そうなると、春夫はスージー返して欲しいって言ってるけど、依存ないよね?」
「えー。スーちゃん、スーちゃんはもう前のパパのことなんか、忘れたよねぇ…。龍パパのほうが好きだよねぇ…」
猫は龍彦にあごの下を撫でられて、大きな音をさせてゴロゴロ言い出した。

猫はさ、たくさん会ってるし何匹か飼ったことあるけど、
スージーみたいな子には会ったことないね。ゴロゴロ喉をならす子はいるけど、外にもはっきり音が聞こえる子はなかなかいないよ…。
春夫が言っていたスージーの美点とやらの数々を、どうしてこんな時に思い出すのだろう。
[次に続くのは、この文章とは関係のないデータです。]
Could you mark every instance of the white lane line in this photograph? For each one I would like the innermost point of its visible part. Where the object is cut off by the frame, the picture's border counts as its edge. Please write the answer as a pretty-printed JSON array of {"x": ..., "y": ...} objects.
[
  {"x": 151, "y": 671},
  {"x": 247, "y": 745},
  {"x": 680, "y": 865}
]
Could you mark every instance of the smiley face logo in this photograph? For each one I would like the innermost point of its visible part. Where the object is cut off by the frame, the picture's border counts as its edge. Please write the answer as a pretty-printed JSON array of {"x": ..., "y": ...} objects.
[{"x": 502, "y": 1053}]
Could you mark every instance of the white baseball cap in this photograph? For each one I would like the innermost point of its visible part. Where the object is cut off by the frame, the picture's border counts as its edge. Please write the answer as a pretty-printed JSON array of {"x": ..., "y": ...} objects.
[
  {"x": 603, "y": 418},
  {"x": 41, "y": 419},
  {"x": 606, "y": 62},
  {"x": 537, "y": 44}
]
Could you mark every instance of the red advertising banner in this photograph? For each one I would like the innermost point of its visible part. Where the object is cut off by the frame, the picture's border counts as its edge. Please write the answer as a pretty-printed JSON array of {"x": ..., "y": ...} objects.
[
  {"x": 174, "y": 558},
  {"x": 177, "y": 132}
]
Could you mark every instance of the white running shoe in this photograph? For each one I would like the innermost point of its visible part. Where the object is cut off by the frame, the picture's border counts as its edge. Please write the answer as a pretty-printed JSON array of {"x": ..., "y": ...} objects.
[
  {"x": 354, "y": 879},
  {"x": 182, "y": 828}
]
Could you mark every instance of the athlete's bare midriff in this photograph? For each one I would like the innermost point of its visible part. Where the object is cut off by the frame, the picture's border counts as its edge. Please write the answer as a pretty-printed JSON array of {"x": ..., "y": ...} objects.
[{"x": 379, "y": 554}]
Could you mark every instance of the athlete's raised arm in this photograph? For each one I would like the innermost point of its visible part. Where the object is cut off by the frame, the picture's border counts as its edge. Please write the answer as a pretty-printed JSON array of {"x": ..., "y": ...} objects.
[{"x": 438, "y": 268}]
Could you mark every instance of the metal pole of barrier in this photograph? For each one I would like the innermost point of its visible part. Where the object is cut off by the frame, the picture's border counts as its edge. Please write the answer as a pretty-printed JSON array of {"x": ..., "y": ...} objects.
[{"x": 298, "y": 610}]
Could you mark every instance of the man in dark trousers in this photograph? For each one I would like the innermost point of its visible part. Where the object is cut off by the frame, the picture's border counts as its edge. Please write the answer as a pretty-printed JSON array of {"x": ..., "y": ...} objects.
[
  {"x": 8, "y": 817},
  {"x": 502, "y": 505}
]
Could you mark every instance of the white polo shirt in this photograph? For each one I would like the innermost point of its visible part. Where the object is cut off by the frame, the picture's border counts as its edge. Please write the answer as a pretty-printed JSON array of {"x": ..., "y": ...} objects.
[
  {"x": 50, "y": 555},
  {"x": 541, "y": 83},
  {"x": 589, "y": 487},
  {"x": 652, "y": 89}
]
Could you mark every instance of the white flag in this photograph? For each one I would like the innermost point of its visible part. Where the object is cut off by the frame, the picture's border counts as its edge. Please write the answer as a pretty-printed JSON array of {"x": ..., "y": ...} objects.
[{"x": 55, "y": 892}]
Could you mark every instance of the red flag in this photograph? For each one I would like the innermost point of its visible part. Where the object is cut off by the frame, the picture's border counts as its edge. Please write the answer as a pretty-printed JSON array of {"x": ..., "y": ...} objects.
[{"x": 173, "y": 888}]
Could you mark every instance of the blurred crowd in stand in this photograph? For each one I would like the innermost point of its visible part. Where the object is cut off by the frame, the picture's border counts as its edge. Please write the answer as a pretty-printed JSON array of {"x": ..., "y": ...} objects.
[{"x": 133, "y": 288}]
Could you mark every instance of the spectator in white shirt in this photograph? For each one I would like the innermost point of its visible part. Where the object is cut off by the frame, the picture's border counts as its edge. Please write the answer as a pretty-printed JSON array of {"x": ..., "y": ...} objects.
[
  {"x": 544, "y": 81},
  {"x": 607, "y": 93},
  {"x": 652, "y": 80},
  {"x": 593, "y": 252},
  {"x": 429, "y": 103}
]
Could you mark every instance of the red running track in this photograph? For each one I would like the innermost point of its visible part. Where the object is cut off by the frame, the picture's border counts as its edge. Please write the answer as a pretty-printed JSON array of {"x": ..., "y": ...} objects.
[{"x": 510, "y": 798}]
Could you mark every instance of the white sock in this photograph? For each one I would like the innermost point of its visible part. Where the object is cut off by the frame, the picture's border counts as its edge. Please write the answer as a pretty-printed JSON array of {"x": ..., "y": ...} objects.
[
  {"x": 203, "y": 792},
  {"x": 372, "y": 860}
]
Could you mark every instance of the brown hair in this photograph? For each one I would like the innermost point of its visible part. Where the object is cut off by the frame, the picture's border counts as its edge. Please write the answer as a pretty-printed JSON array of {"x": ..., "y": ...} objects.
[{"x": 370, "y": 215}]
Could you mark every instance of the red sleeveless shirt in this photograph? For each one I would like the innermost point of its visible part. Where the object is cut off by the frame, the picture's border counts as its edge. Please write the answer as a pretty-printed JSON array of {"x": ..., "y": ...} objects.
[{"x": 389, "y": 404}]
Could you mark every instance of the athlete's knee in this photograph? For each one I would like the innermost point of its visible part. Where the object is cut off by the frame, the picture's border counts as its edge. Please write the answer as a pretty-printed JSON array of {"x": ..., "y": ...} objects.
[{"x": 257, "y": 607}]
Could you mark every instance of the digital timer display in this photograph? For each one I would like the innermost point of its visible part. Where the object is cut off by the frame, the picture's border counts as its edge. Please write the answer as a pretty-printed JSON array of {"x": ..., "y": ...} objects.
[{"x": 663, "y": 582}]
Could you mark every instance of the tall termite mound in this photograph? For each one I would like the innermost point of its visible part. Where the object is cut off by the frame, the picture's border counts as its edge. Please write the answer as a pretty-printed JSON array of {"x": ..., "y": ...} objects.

「まあ春夫さんが実際にいい状況になるんだったらまた言ってくるだろうからさ、スージーのことはその時考えればいいさ」

百合子は猫をやり取りすることなど簡単にすませられる話だと思っていた。 夫の意外な反応に鼻じらみながら、解凍すべき食材を電子レンジに入れ、パスタを茹でるべくお湯を沸かしはじめた。
料理好きの彼女は軽い夫婦の諍いも食卓を整えることで気晴らしに変えることができる。
「ワインとグラス取ってくれる?」

春夫からのメールが届いて10日ほども経っただろうか。
百合子は図書館の事務室の中で時計を見て帰り支度を始めた。
大学の付属図書館の司書である彼女は月曜から金曜までは6時、隔週の土曜日は休みで勤務日は5時には帰れる。
他の司書も同じ時間に帰るので、
その後は10時までアルバイトの学生たちが図書館の建物の鍵を管理することになる。
「お疲れ様、後お願いね」
金子という男子学生と川村という女子学生が今日の当番である。
「お疲れ様です」と金子が百合子と同僚を振り返ってカウンターから応える。
川村は書籍貸し出し希望の学生の応対をしていた。

百合子が階段を降りようとしたとき、背の高い男が階下で声をかけた。
「やあ。今、帰り?」
「あら…こんばんは」
春夫だった。
同僚たちは横目で2人を見ながら「お先にぃ…」足早に図書館の棟から足を踏み出した。

「ここで会うのは久しぶりだわね。まだ通っていたの」

単科大学に近い小規模の大学なのでキャンパスはそう大きくはない。
それでも市立の図書館よりは遅くまで開いているし、学生の試験期間以外は一般も利用できるので春夫は時々この図書館を利用していた。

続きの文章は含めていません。